Semasa jayanya Nusantara, arus bergerak
dari selatan ke utara, segalanya: kapal-kapalnya, manusianya, amal perbuatannya
dan cita-citanya, semua bergerak dari selatan ke utara. Tetapi zaman telah
berubah -arus berbalik- bukan lagi dari selatan ke utara tetapi sebaliknya dari
utara ke selatan. Utara kuasai selatan, menguasai urat nadi kehidupan Nusantara.
(Pramudya Ananta Toer dalam Arus Balik)
.
Asean Free Trade Area (AFTA) atau yang lazim disebut Masyarakat Ekonomi Asean (MEA) telah
menjadi penanda globalisasi di kawasan Asia Tenggara. Masyarakat Ekonomi Asean
(MEA) yang kemungkinan besar akan digulirkan pada tahun 2015 merupakan program
kesepakatan yang dilakukan oleh setiap negara di kawasan Asia Tenggara sejak
tahun 1992 di Singapura.
Ditingkat global, kesepakatan perdagangan telah lebih dahulu
dilaksanakan oleh negara-negara di dunia.
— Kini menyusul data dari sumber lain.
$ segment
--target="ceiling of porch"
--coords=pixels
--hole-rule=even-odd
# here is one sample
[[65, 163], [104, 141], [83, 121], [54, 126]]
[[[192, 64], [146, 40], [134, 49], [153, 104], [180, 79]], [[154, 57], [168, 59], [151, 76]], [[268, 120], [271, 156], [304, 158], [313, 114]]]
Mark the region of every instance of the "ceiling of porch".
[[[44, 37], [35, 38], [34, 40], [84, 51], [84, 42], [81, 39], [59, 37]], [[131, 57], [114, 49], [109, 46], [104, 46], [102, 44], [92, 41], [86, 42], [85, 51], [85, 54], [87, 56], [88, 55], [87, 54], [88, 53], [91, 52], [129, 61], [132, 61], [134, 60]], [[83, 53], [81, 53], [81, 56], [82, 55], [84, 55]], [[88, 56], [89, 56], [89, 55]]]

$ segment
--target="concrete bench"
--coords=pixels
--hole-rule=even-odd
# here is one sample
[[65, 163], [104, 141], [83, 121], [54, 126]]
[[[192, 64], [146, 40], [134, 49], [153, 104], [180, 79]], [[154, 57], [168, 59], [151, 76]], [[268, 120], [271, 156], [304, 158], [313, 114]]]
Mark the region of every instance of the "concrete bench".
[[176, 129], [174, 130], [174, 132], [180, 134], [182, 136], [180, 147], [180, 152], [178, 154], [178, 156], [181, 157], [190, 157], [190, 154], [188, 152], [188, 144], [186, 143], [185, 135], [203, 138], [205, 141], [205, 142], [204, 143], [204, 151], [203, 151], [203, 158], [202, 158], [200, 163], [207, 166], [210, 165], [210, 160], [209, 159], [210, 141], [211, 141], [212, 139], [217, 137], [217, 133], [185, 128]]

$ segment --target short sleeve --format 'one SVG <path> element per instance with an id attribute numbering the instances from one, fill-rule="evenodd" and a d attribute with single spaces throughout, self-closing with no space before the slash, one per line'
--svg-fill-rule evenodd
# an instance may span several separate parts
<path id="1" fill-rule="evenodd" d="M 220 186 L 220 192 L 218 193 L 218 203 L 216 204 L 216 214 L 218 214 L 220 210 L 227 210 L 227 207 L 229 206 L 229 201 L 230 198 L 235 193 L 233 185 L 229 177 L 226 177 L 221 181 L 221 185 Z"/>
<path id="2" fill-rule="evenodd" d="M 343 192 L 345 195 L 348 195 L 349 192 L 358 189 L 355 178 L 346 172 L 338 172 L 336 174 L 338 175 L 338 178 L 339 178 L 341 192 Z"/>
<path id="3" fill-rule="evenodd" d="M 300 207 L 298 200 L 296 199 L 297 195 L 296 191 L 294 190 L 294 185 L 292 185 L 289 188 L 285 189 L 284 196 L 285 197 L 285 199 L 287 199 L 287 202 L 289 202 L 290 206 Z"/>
Pelaksanaan tersebut ditandai dengan
berdirinya General Agreement on Tariff and Trade (GATT) di Marrakesh,
Maroko pada tahun 1994. GATT merupakan suatu kumpulan aturan internasional yang
dilakukan antar bangsa. Kesepakatan GATT dibangun atas asumsi bahwa sistem
dagang yang terbuka lebih efisien dibanding dengan sistem proteksionis, dan
dibangun diatas keyakinan bahwa persaingan bebas akan menguntungkan bagi negara
yang menerapkan prinsip efektifitas dan efisien (Fakih, 2001). Setelah
diresmikan GATT pada tahun 1994, pada tahun 1995 didirikanlah World Trade
Organization (WTO) yang kemudian mengambil alih GATT. WTO bertugas sebagai aktor
dan forum perundingan perdagangan antar negara dalam mekanisme globalisasi.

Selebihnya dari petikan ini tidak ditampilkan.